Quelle est la certitude que vous avez en ce qui concerne la destination finale de cet argent ?

J'ai dit que je ne participerais plus jamais à aucune des actions floues. Je me suis entouré des garanties et au préalable, j'ai fait une petite enquête pour m'assurer que ceux qui m'invitaient, avaient un projet clair et bien structuré. Ce n'est qu'après cela que j'ai donné mon accor. Je peux vous promettre que cet argent ira bien aider les orphelins du Sida.

Vous aurez fait de même s'il s'agissait d'un autre pays ?

Bien sûr. C'est un fléau mondial. Il n'est pas seulement une réalité au Cameroun. C'est pour cela que je vais partout et que je chante sur beaucoup de fléaux qui minent l'Afrique. Quand je chante pour la Côte d'Ivoire, c'est parce que cela m'attriste de voir les Ivoiriens se battre comme ça.
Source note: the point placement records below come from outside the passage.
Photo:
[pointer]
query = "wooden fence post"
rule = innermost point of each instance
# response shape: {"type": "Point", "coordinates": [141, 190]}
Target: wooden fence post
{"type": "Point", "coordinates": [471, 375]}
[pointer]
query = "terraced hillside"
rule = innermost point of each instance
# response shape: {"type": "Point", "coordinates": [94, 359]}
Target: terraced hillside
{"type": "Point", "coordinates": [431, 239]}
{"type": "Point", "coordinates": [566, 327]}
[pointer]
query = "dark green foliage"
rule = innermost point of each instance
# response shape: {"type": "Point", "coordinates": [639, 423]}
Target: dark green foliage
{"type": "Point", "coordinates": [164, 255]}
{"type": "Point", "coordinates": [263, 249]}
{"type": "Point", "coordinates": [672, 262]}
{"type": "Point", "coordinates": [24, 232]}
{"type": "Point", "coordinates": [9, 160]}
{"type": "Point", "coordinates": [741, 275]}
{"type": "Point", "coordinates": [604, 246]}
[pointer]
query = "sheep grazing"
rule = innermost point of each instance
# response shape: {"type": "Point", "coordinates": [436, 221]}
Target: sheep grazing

C'est aussi pour prévenir : il ne faut pas que les Camerounais se disent que si c'est arrivé là-bas cela peut aussi arriver ici, chez nous au Cameroun. Car en Côte d'Ivoire, ils rigolaient quand la guerre civile s'était déclenchée au Rwanda. Ils se disaient que c'est pas pour eux, ça. Si c'est arrivé là-bas, cela peut aussi arriver ici. Donc, chanter pour la Côte d'Ivoire, c'est aussi prévenir le Cameroun et d'autres pays de la sous-région.

Quelle est votre muse ?

C'est Dieu. Mon inspiration est divine. C'est vrai. Je suis pratiquant, même si je ne vais pas à l'église tous les jours. Je crains l'Eternel et je prie beaucoup avant d'entamer tout acte important dans ma vie. Chanter, c'est une partie de moi ; c'est un acte important pour moi, c'est donc Dieu qui me guide. Tous les sons que les gens apprécient chez moi, je suis parfois incapable de dire où et comment j'ai pu les écrire. Je sais seulement que je dois mettre tel son après celui-ci, et que le tout me donnera une mélodie que j'ai écoutée quelque part, qui m'a été soufflée.